Student Excellence Showcase Lexy Strine Carroll Community College

Assignment Details

This research project focused on a species of worm called the California blackworm. Scientific literature suggest that there are many factors that can alter, speed up, or slow down the reproductive abilities of these organisms. L. variegatus reproduce asexually. In this research project three light sources (natural, red and blue) were used to see if the different wavelengths of light would have an effect on how L. variegatus reproduced. The California blackworms were placed in aquariums filled with deionized water and were maintained in this environment for three weeks before experimentation was started. Five California blackworms were placed in each aquarium and monitored for reproductive numbers and changes in pH, ammonia, nitrate, nitrite and temperature. The worms were exposed to the various light sources for 12 hours a day for seven days and checked for reproductive numbers and environmental changes. After three weeks the worms exposed to natural light increased their number by one. The population of those exposed to red light increased by 33% over the course of four weeks. Those exposed to blue light increased their population by 24%. Those exposed to natural light/no extraneous light increased their population by 26%. The only environmental condition that changed was the temperature, which varied by 0.2 degrees Celsius. The pH was consistently 7.6. The ammonia, nitrate and nitrite levels were zero parts per million.


L. variegatus also known as the California blackworm is a common inhabitant of freshwater in North America. The effect of various wavelengths of light on the reproductive abilities were studied in this project. L. variegatus is often used in research studies because they have provided ecological information about toxicity in aquatic environments and medical information to help with the advancement of treatment for human diseases.

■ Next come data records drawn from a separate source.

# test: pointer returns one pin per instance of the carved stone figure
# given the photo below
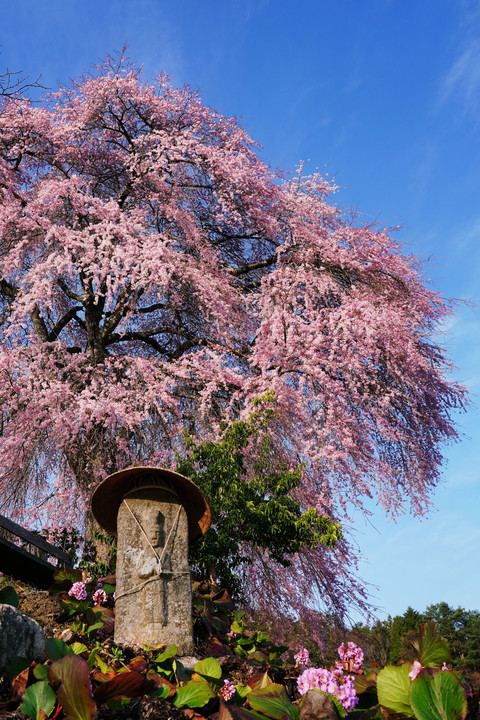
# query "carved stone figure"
(157, 513)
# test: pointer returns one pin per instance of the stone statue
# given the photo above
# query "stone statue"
(157, 512)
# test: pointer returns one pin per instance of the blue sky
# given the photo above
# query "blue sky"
(384, 97)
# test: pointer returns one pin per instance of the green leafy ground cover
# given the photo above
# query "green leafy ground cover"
(240, 673)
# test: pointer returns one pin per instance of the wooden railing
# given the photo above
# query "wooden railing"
(30, 562)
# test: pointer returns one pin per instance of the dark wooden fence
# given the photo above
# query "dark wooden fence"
(30, 562)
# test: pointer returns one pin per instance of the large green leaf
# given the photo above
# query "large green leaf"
(193, 694)
(393, 685)
(431, 650)
(273, 701)
(38, 698)
(438, 695)
(8, 596)
(56, 649)
(70, 677)
(210, 667)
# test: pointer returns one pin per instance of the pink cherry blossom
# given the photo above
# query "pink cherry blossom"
(157, 276)
(416, 667)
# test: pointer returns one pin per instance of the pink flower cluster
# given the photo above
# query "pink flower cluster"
(302, 658)
(335, 683)
(351, 657)
(99, 597)
(416, 667)
(78, 590)
(227, 691)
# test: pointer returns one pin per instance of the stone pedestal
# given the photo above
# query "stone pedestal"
(153, 605)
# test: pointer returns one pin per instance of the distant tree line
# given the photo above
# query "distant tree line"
(388, 641)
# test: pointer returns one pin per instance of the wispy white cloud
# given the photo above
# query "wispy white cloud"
(463, 76)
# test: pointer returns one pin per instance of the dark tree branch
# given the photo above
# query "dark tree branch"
(58, 327)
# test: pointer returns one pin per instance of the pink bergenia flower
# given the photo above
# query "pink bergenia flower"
(227, 691)
(78, 591)
(346, 693)
(416, 667)
(351, 657)
(333, 683)
(99, 597)
(302, 658)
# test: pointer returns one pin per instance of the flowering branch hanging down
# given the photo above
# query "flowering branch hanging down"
(156, 276)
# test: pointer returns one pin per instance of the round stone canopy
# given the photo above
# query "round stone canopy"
(109, 495)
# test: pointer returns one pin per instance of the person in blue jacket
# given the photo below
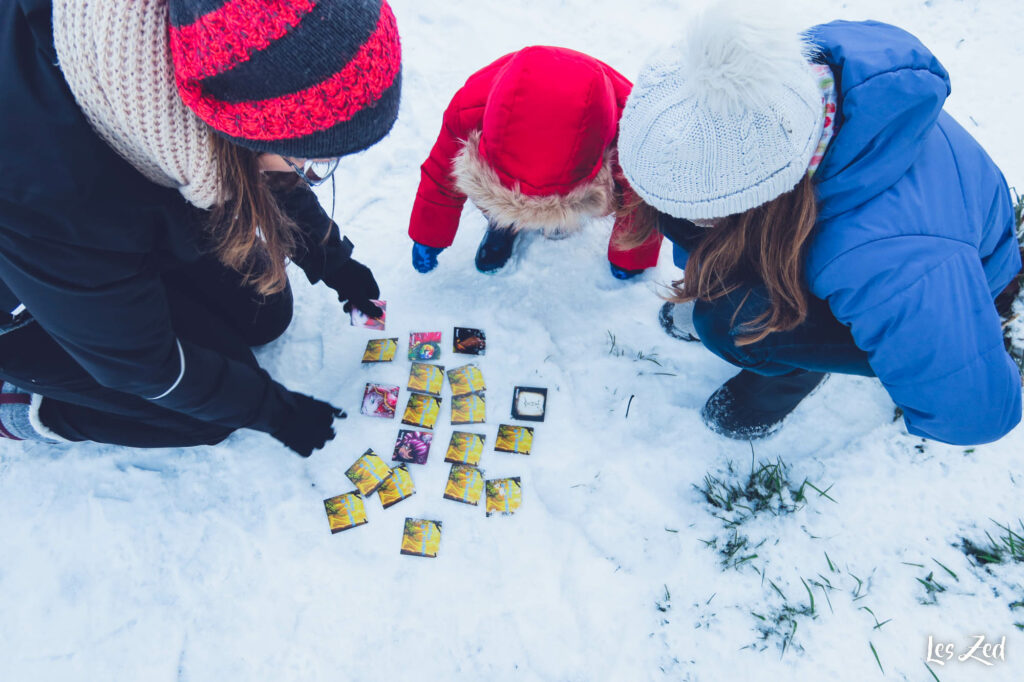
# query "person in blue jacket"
(830, 217)
(150, 197)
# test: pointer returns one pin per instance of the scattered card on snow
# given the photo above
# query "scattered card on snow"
(465, 449)
(413, 446)
(424, 345)
(421, 538)
(504, 496)
(422, 410)
(468, 409)
(465, 484)
(369, 472)
(466, 379)
(426, 378)
(518, 439)
(380, 400)
(380, 350)
(469, 341)
(345, 511)
(396, 487)
(529, 403)
(359, 318)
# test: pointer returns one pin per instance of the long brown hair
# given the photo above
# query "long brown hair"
(248, 230)
(764, 246)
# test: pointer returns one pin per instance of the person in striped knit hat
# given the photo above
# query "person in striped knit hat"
(156, 179)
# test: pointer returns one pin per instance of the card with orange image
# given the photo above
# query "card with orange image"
(398, 486)
(345, 511)
(380, 350)
(465, 448)
(422, 411)
(469, 409)
(466, 379)
(426, 378)
(421, 537)
(465, 484)
(369, 472)
(518, 439)
(504, 496)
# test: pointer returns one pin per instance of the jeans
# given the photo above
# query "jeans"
(821, 343)
(209, 307)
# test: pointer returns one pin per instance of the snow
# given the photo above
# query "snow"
(217, 563)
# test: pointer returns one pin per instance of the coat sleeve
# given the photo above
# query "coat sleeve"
(321, 249)
(109, 310)
(637, 258)
(438, 204)
(922, 308)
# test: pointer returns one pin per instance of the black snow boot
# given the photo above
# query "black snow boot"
(495, 249)
(751, 406)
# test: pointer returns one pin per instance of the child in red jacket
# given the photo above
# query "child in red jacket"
(530, 139)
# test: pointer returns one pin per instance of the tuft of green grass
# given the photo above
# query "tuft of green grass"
(767, 488)
(877, 659)
(620, 351)
(1007, 547)
(735, 552)
(932, 589)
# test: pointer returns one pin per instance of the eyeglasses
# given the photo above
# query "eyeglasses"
(314, 171)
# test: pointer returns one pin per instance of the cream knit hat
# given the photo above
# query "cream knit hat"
(723, 121)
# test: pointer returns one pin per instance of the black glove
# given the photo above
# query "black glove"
(355, 286)
(308, 425)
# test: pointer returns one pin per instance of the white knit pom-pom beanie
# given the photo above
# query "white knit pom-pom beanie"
(723, 121)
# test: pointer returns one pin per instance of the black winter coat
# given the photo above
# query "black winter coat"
(84, 239)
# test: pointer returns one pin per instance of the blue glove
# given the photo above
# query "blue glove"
(623, 273)
(424, 257)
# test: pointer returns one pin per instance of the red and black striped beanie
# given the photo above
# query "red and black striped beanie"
(301, 78)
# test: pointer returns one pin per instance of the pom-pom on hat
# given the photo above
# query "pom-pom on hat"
(300, 78)
(723, 121)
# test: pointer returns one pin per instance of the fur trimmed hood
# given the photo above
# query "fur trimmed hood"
(510, 207)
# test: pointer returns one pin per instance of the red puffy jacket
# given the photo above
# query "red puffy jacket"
(530, 139)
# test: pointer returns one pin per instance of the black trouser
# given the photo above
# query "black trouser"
(209, 307)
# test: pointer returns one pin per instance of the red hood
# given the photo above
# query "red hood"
(550, 117)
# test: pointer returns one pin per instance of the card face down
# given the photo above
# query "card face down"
(528, 403)
(468, 409)
(358, 318)
(369, 472)
(465, 448)
(380, 350)
(465, 484)
(422, 410)
(426, 378)
(345, 511)
(518, 439)
(396, 487)
(413, 446)
(504, 496)
(424, 346)
(466, 379)
(380, 400)
(469, 341)
(421, 538)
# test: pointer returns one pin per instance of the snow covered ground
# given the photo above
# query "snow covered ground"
(217, 563)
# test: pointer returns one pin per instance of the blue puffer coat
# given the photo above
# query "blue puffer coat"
(914, 237)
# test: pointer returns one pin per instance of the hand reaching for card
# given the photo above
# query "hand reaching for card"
(355, 287)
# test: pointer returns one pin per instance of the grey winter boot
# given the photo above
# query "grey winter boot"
(677, 321)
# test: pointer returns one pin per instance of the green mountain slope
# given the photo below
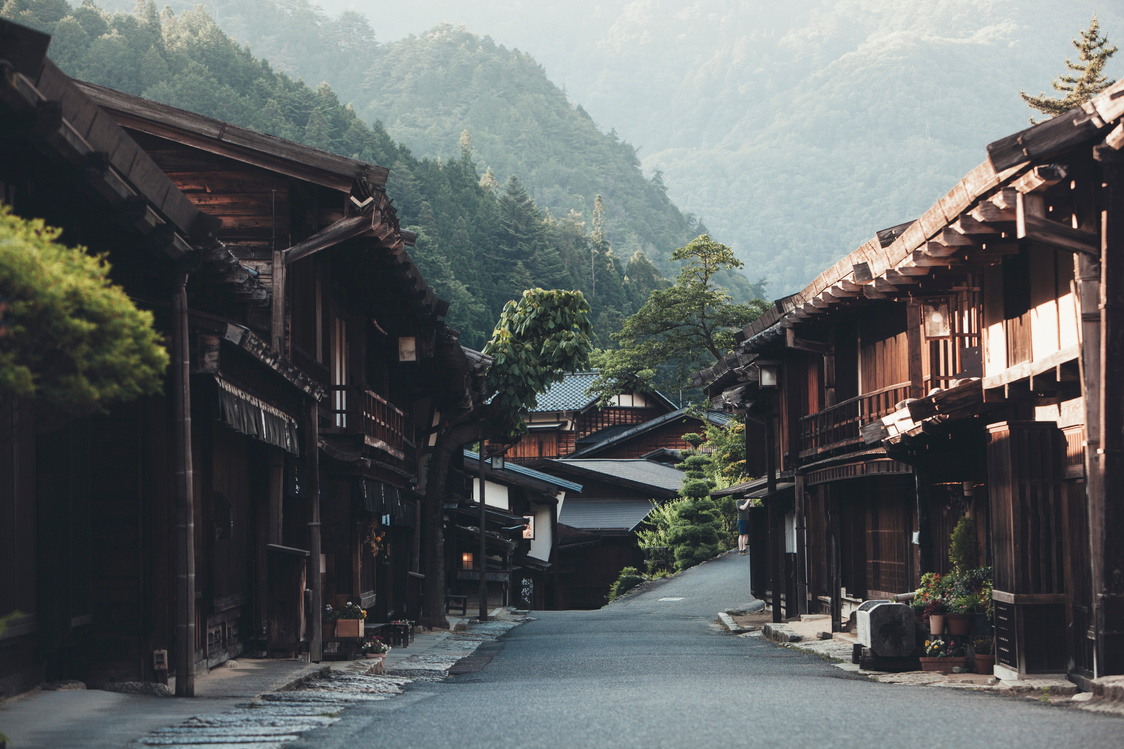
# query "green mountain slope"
(794, 129)
(479, 244)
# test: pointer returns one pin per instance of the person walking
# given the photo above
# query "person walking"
(743, 525)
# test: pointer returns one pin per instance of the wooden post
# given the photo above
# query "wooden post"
(924, 520)
(776, 558)
(913, 345)
(835, 531)
(184, 496)
(483, 541)
(1106, 519)
(801, 557)
(315, 580)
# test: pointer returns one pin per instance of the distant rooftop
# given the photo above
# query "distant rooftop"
(472, 458)
(646, 472)
(569, 394)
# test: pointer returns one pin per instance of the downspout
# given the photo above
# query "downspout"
(184, 496)
(313, 450)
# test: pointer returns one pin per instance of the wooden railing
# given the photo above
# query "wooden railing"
(839, 425)
(380, 422)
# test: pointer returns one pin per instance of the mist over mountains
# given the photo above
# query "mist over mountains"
(792, 131)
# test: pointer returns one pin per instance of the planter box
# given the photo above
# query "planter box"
(943, 665)
(349, 628)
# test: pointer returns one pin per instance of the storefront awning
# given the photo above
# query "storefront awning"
(253, 417)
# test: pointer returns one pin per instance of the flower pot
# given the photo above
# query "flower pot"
(349, 628)
(943, 665)
(984, 664)
(959, 624)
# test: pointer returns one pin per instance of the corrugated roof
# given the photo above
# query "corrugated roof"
(635, 470)
(568, 395)
(605, 514)
(529, 472)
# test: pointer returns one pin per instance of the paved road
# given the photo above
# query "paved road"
(654, 670)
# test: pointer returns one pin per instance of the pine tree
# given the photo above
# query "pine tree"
(1086, 78)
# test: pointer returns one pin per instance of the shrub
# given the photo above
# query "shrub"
(630, 578)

L. variegatus was selected for this study because it provides an opportunity to conduct scientific research for student learning without any regulatory challenges. 


Each bar shows the initial and final populations of L. variegatus over the course of 4 weeks. The orange bars represent the population increase for each group of worms per 5 tanks. The green bars represent the population at the start of the experiment.

STEM Chart Carroll Community College
Figure 3. L. variegatus population after exposure to various wavelengths of light. 

Challenges and Successes

One of the many challenges in the project was finalizing the experimental procedures, with limited time and the regulations for organisms that can be used for studies in a community college setting. In addition to coming up the project idea, ordering supplies, observing cost, placing and receiving orders, was a challenge accomplish in the given time. One of the successes of the project would be the worms were alive upon arrival.